2010年12月30日木曜日
オオカミの護符
第110回吉武ゼミは「オオカミの護符」というドキュメンタリー映画を見ました。オオカミ信仰は現在も御嶽山の山麓から広がった地域に今も生きています。それは地域のコミュニティが残っていることを示すものです。ただ、画面に登場する人達は高齢者が多く、果たしてこのコミュニティの講の仕組みがいつまで続いていくのかは疑問です。農業に依存する山村の生活がこの社会的な仕組みを必要としているのですから、それがなくなればコミュニティは崩壊していくことになります。最初に竹の子を作る農家が出てきますが、実に大変な労力を必要とします。

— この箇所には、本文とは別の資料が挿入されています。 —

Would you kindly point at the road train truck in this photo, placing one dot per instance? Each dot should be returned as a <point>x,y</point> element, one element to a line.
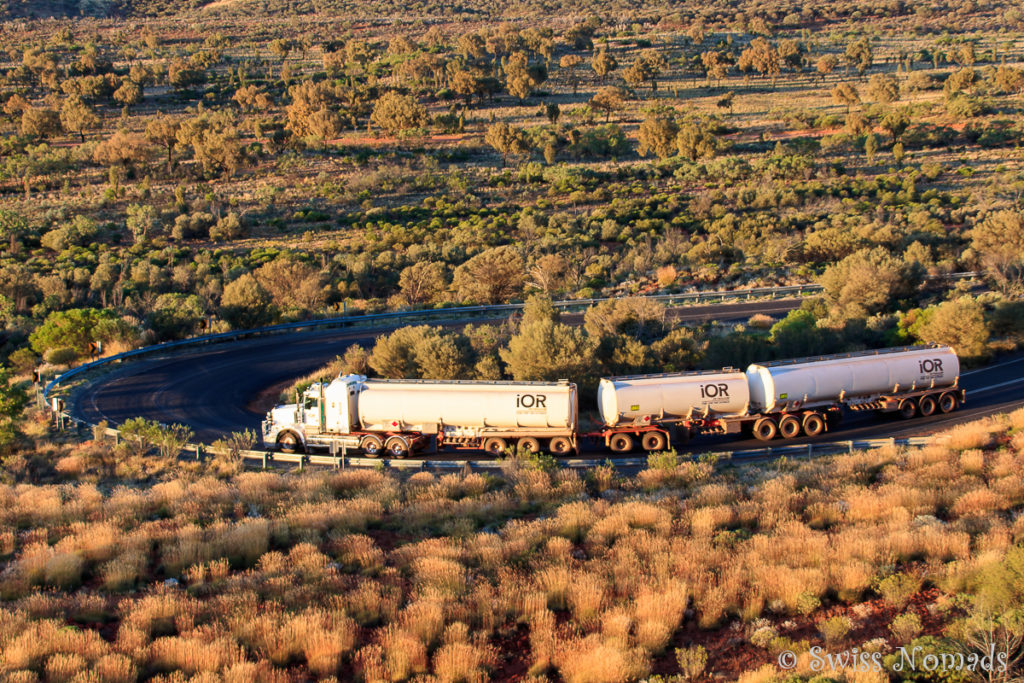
<point>398,417</point>
<point>784,398</point>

このように手のかかる竹の子の生産がいつまでもつづけられるとは思えません。生きるために必要だから講があり、コミュニティがあり、オオカミ信仰があります。生きるために
必要がなければ、コミュニティの基盤は極めて脆弱なものです。
2010年12月24日金曜日
ホワイトクリスマス
2010年12月21日火曜日
Agora手渡し会
今年も無事Agoraが出来上がり、クラスの仲間に渡す会が開かれた。編集者の1人が自宅を開放してくれて今回は8人ほど集まった。文京区の六義園のはす向かいという閑静な住宅街にある。少し遅れて着いたら、仲間の1人がかっぽれを踊るという趣向になっていた。派手な浴衣をきていなせな格好でおはやしに合わせて踊る。なんでも、かっぽれは29種類もあって、やってみると奥が深いらしい。男形、女形と2曲踊ってくれた。そういえば、今年亡くなったわれわれの先生と先生が教えていた東邦大学医学部の仲間で幇間を呼んでかっぽれを見ることになっていたのだが、遂にそのチャンスを失った。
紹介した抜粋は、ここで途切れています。